Lloyd's Maritime and Commercial Law Quarterly
- Discipline: Law
- Language: English
- Edited by: Francis Rose

Publication details
- History: 1974–present
- Publisher: Lloyd's List Intelligence (United Kingdom)

Standard abbreviations
- ISO 4: Lloyd's Marit. Commer. Law Q.

Indexing
- ISSN: 0306-2945

Links
- Journal homepage;

= Lloyd's Maritime and Commercial Law Quarterly =

Lloyd's Maritime and Commercial Law Quarterly ("LMCLQ") is a legal journal published by Lloyd's List Intelligence that publishes articles relating to commercial law and shipping law. It is currently edited by Professor Sir Francis Rose of the University of Southampton.
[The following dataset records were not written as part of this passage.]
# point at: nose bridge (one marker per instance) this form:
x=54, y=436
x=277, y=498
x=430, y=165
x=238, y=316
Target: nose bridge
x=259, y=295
The LMCLQ was established in 1974. The Australian Correspondent was for many years the current Chief Justice of Tuvalu, The Hon Charles Sweeney QC. The legal research repository Hein Online has described the journal as bringing its readership "in-depth discussion of current commercial law topics by some of the world’s leading legal thinkers". It is considered one of the "world's leading journals" in the area of maritime and commercial law.

As of 2013, it is the most cited English law journal in the world in the field of maritime Law.